De son côté, la djiboutienne Aicha Dabale, réfugiée politique en France et membre de l’Observatoire pour le respect des droits humains à Djibouti, dénombre « plus de 400 personnes arrêtées dont certains, au moins quatre, ont été torturés sauvagement » et fait état de « quatre morts » tout en précisant que « les gens ont peur et enterrent leurs défunts sans rien dire à personne ».
Pas facile dans ce contexte d’évaluer avec précision la situation. « Personnellement, je reste très prudent, indique Francis Soler, rédacteur en chef de la lettre de l’Océan indien. Il y a une tendance de l’opposition à exagérer l’ampleur de la répression gouvernementale et une tendance gouvernementale à nier l’existence même de cette répression. Il n’existe quasiment pas de sources d’informations indépendantes et c’est donc difficile à ce jour de définir l’ampleur que prend la répression qui est en soi indéniable. »

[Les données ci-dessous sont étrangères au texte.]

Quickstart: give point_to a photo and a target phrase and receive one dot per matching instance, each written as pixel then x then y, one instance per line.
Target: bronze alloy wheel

Au-delà des simples militants des organisations politiques, le mouvement tend à s’élargir et à toucher les jeunes, « autant les jeunes désoeuvrés que les jeunes universitaires », précise le spécialiste Francis Soler. Il est aussi sur le point de se radicaliser. « Au départ, c’était la dénonciation des fraudes électorales. Maintenant, le peuple réclame la libération de tous les prisonniers politiques et le départ du président Guelleh. Ca évolue très vite », analyse l’opposant franco-djiboutien, Alexis Mohamed du Mouvement des Républicains Solidaires.
Aicha Dabale, elle, veut y croire : « Les gens semblent déterminés. Ils en ont ras-le-bol de la dictature et de la corruption. Les journalistes, les syndicalistes, les opposants politiques, les défenseurs des droits humains sont envoyés en prison. On ne peut plus rien faire à Djibouti. Le président et son clan ont la mainmise totale sur l’économie. Les rentes énormes que versent la France, les Etats-Unis et le Japon pour gérer leurs bases militaires implantés sur le sol djiboutien ne sont absolument pas redistribués. Cela va directement sur les comptes à l’étranger du président ! Il y a aussi le port et l’aéroport. Rien ne revient aux habitants. Alors qu’une petite élite n’arrête pas de s’enrichir, la population est plongée dans la misère. Les gens ne mangent pas à leur faim, surtout dans le nord où le bétail est décimé en raison de la sécheresse. C’est un vrai calvaire. »
Alexi Mohammed nourrit le même espoir : « Jamais le peuple de Djibouti n’a été aussi uni. Cette dynamique-là, il faut la préserver quand le régime de son côté cherche à la casser en jouant sur les divergences communautaires et en faisant des descendantes quotidiennes pour arrêter des dirigeants politiques ou de simples citoyens. »
De son côté, Francis Soler note une nouveauté non négligeable qui pourrait faire basculer le jeu politique en faveur de l’opposition unifiée : la création du Mouvement pour le développement et la liberté (Model).« Ce parti regroupe notamment une partie des ulémas qui sont en rupture avec le régime et le critique ouvertement depuis un certain temps en dénonçant la concentration des pouvoir, les abus et la corruption. Aujourd’hui, certains d’entre eux, que le pouvoir fait passer pour des islamistes intégristes, eux ont été arrêtés. Ce qui a été mal perçu par la population et a rajouté de la colère à la colère. »
Plus optimiste, Alexis Mohamed croit en l’appui de la Maison blanche : « Les Américains préfèrent investir dans un pays pacifié et stable, a contrario de la France qui elle se désengage de Djibouti d’où ses positions contredisent ses engagements parfois militaires, pour la démocratie et les libertés des peuples. » Francis Soler le reconnaît, « les Etats-Unis avaient tout fait en 2011 pour que l’élection présidentielle soit ouverte en appuyant des candidatures via une ONG mais cette histoire s’est terminée en queue de poisson. L’ONG a dû plier bagage avant même le scrutin.»